Woensdag 21 februari. R zaagt thuis voor een brommer. Zelf zaag ik voor een bandopnemer.
Vrijdag 23 februari: we spreken af om samen met R en een paar schoolkameraden naar Karnaval te gaan met de bus. Karnaval schreven ze in die dagen nog met een K ipv een C.
Maandag 26 februari: voor het eerst binnen in zaal Korenbloem bij Van der Elst waar een grote foto van James Dean aan de muur hangt, en waar we in een kusjesdans doken.
Dinsdag 27 februari karnavalsdinsdag: een flop; bijna geen volk. Terug naar de
Korenbloem, de zaal achter het cafe van Van der Elst en later togen we nog naar de Krocht.
Donderdag 29 februari… het jaar schrikkelt…. zich een dag.
Vervolgt…..
(*) Wanneer ik RDS zijn Blommenkindersdagboek lees, kan ik enkel vaststellen dat ons vriendengroepje zich weinig anders gedroeg dan eender welk ander groepje of dit nu in Erpe dan wel in Temse was. Lees meer bij http://ronnydeschepper.com
(**) Billy Shepherd schreef hdet allereerste boek over de Beatles.
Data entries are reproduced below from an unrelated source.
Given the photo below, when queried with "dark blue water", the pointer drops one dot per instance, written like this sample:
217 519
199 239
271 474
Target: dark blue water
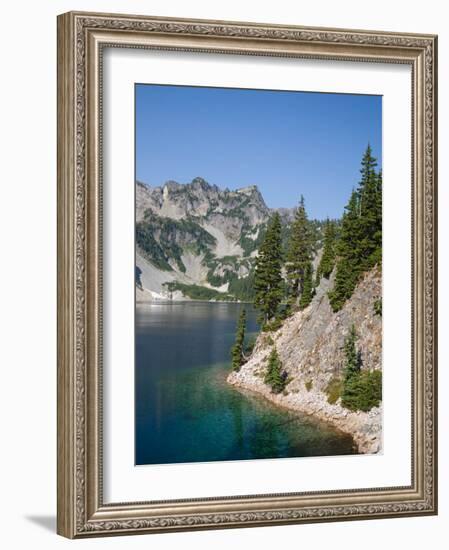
185 410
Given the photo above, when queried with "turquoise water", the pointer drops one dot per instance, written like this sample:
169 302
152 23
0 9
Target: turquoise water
185 410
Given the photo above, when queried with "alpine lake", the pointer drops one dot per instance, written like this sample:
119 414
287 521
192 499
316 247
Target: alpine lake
185 411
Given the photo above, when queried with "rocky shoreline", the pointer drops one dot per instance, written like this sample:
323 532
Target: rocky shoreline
364 427
310 346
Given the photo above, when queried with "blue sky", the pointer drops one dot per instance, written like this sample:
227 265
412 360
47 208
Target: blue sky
286 143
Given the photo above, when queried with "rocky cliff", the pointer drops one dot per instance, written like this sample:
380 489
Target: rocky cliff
310 346
198 235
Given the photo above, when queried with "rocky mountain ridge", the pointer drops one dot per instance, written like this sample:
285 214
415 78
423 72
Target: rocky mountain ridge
197 235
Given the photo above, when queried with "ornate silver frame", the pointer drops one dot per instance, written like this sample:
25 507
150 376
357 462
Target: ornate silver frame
81 38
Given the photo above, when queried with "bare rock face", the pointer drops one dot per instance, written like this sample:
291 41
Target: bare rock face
219 227
310 346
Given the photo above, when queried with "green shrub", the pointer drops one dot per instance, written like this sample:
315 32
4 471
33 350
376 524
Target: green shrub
334 390
363 391
378 307
274 376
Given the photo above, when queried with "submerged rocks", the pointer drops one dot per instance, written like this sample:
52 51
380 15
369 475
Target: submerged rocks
310 346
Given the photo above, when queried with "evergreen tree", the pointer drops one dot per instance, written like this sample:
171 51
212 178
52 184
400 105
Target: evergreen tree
268 276
360 245
308 289
274 376
327 261
351 372
362 389
299 252
348 264
237 348
370 199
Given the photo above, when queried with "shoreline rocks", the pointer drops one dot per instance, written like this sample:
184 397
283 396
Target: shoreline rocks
310 345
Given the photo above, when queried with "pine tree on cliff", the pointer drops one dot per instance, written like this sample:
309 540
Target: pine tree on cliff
308 289
349 395
237 348
348 264
274 376
370 197
299 251
327 261
268 276
360 244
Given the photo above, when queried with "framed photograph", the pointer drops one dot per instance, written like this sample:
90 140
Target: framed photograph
247 274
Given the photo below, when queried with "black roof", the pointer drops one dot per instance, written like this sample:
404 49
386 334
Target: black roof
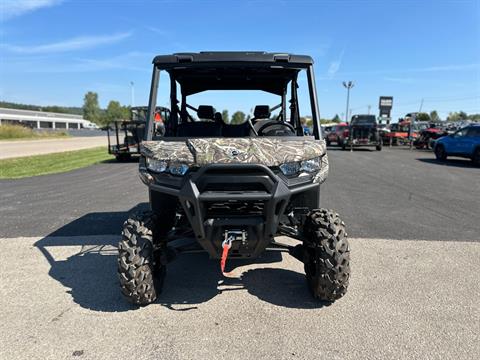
167 61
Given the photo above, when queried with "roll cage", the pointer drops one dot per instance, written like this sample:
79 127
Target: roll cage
274 73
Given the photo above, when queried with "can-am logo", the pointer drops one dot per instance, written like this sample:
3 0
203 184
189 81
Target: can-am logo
233 153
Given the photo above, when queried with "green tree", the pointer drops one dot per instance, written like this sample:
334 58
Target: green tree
422 117
336 119
238 117
91 109
225 117
115 111
463 115
434 116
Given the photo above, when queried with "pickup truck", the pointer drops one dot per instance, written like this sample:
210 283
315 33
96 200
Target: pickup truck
463 143
363 131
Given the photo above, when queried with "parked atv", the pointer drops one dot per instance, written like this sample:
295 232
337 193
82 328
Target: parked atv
124 136
363 131
233 188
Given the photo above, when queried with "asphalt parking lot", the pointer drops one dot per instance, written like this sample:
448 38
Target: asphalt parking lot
415 233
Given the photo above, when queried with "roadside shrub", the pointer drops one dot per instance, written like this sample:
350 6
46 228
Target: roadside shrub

Later verscheen nooit meer iets van hem. Vermoedelijk omdat Billy Shepherd niet bestond en Brian Epstein opdracht gaf aan Neil Aspinall (latere directeur bij Apple) uit de Beatlesentourage om een boekje te schrijven onder een pseudoniem. Wie googelt naar Shepherd komt terecht in het ‘Paul is dood’ verhaal en de meest extraordinaire theorie over de vervanging van Paul in 1966, na een auto ongeluk. De Beatles grijpen wel meer terug naar de naam Billy, o.a. op Sgt. Pepper waar Billy Shears opduikt.
(***) 10 plaatjes die in de jukebox van den Baccara staken.
Status Quo Pictures of matchstick men
The Bee Gees World
The Beatles Hello goodbey
The Beatles Magical Mystery Tour
The small faces tin soldier
Amen corner bend me shape me
John Fred and his playboy band Judy in disguise
Engelbert Humperdinck am I that easy to forget
Georgie Fame ballad of Bonnie and Clyde
Meest gedraaid in die dagen the Equals met Hold me Closer, de a-kant van Baby Come Back.
(****) Magical Mystery Tour, in tegenstelling tot de eerste twee films van en met de Beatles was deze bedoeld voor het kleine scherm en niet voor de bioscoop.